3. Il ressort des pièces du dossier que Mme B C A, née le 1er janvier 1987, de nationalité sierra-léonaise, qui déclare être entrée en France en 2019 et qui est hébergée depuis septembre 2021 dans des locaux mis à disposition par le centre communal d’action sociale de Bordeaux, a déposé une demande de titre de séjour, le 19 juillet 2023, en qualité de parent d’enfant bénéficiaire du statut de réfugié. Elle fait valoir qu’elle a répondu à la demande de pièces complémentaires que lui ont adressée le 23 mai 2024 les services de la préfecture, et qu’elle a sollicité les 15 et 26 novembre 2024, la délivrance d’une attestation de prolongation de l’instruction. Par ailleurs, pour justifier que sa demande d’injonction répond à une urgence, Mme A soutient qu’en l’absence d’attestation provisoire de séjour l’autorisant à travailler, elle se trouve dans une situation particulièrement précaire. En invoquant ces seules circonstances, alors que l’obtention d’une attestation de prolongation d’instruction ne l’autoriserait pas à travailler dès lors qu’elle ne serait pas consécutive à une demande de renouvellement de titre de séjour, la requérante ne peut être regardée comme justifiant, à la date de présentation de sa requête, l’existence d’une urgence telle qu’il soit nécessaire de prescrire, sur le fondement de l’article L. 521-2 du code de justice administrative, une mesure à très bref délai alors, au demeurant, qu’en application des dispositions des articles R. 432-1 et R432-2 du code de l’entrée et du séjour des étrangers et du droit d’asile, une décision implicite de rejet est née du silence gardé par le préfet sur sa demande de titre. Dans ces conditions, la requête doit être rejetée selon la procédure prévue par l’article L. 522-3 du code de justice administrative.

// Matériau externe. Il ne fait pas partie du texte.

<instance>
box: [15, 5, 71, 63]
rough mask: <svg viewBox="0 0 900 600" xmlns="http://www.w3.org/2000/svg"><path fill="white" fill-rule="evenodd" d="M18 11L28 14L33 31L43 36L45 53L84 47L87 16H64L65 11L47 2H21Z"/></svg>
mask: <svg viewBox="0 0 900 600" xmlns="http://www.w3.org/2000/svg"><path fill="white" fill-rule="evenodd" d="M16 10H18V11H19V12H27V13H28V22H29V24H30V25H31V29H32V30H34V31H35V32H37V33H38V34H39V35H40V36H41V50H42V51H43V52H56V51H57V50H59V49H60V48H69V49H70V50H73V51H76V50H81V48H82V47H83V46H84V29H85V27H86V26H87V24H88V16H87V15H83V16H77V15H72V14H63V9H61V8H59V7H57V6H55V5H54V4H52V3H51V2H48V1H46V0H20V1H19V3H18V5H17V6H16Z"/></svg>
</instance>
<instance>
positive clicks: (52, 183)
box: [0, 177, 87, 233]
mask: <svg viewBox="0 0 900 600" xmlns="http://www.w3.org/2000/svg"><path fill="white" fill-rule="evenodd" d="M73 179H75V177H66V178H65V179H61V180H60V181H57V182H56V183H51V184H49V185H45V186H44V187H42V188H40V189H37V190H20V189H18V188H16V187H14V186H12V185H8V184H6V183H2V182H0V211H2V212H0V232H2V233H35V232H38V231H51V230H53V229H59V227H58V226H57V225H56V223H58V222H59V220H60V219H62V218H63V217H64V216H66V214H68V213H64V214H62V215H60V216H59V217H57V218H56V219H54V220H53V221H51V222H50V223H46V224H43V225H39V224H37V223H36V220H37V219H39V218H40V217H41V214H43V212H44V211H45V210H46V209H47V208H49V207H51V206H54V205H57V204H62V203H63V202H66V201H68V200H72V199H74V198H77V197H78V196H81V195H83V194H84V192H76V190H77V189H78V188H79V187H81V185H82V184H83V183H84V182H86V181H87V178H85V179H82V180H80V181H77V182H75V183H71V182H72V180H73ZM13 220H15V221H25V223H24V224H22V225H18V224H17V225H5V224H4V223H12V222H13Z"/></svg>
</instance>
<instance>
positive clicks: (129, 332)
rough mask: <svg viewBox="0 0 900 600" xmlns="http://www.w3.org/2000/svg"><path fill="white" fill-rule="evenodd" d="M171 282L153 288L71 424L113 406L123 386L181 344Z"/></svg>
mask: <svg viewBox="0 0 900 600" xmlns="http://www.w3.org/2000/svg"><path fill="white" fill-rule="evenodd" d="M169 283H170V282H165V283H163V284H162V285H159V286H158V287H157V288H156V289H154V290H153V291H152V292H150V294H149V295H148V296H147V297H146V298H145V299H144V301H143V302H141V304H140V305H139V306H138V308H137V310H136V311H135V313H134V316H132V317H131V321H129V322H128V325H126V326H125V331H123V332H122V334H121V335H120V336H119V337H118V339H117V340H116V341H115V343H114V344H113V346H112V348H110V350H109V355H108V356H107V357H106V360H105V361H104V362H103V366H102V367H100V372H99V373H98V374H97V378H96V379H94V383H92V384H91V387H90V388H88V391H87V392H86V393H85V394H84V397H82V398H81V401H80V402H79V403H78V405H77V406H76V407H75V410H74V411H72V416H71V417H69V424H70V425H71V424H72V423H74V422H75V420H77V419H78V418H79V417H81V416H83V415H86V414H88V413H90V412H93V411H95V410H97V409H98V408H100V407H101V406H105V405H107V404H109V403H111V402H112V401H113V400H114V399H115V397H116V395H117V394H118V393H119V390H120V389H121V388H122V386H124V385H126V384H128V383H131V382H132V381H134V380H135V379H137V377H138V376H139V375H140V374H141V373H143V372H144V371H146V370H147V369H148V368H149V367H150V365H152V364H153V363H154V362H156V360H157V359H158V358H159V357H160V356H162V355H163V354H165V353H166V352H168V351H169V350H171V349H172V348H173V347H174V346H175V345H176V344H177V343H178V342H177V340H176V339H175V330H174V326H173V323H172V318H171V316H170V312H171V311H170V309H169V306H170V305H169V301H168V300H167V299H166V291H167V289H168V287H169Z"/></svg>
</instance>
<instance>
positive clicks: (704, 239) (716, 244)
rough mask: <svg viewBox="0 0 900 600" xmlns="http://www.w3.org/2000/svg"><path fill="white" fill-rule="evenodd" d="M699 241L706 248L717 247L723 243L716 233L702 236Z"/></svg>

Sur la demande d’aide juridictionnelle à titre provisoire et les conclusions relatives aux frais de l’instance :
4. Aux termes de l’article 7 de la loi du 10 juillet 1991 : « L’aide juridictionnelle est accordée à la personne dont l’action n’apparaît pas, manifestement, irrecevable ou dénuée de fondement » et aux termes de l’article 20 de cette loi : « Dans les cas d’urgence, sous réserve de l’appréciation des règles relatives aux commissions ou désignations d’office, l’admission provisoire à l’aide juridictionnelle peut être prononcée () par la juridiction compétente ou son président ». Il résulte des points précédents que l’action de Mme A ne satisfait pas de manière manifeste aux conditions posées par l’article L. 521-2 du code de justice administrative. Dès lors, et en vertu des dispositions précitées de l’article 7 de la loi du 10 juillet 1991, il n’y a pas lieu de lui accorder l’aide juridictionnelle à titre provisoire.
5. Par ailleurs, les dispositions de l’article L. 761-1 du code de justice administrative font obstacle à ce que soit mise à la charge de l’Etat, qui n’est pas la partie perdante dans la présente instance, la somme dont M. A demande le versement au titre des frais exposés et non compris dans les dépens.
O R D O N N E :
Article 1er : La requête n° 2407828 présentée par Mme A est rejetée.
Article 2 : La présente ordonnance sera notifiée à Mme B C A.
Copie sera adressée pour information au préfet de la Gironde.
Fait à Bordeaux, le 23 décembre 2024.
La juge des référés,
M. Bourgeois
La République mande et ordonne au préfet de la Gironde en ce qui le concerne, ou à tous les commissaires de justice à ce requis en ce qui concerne les voies de droit commun contre les parties privées, de pourvoir à l’exécution de la présente décision.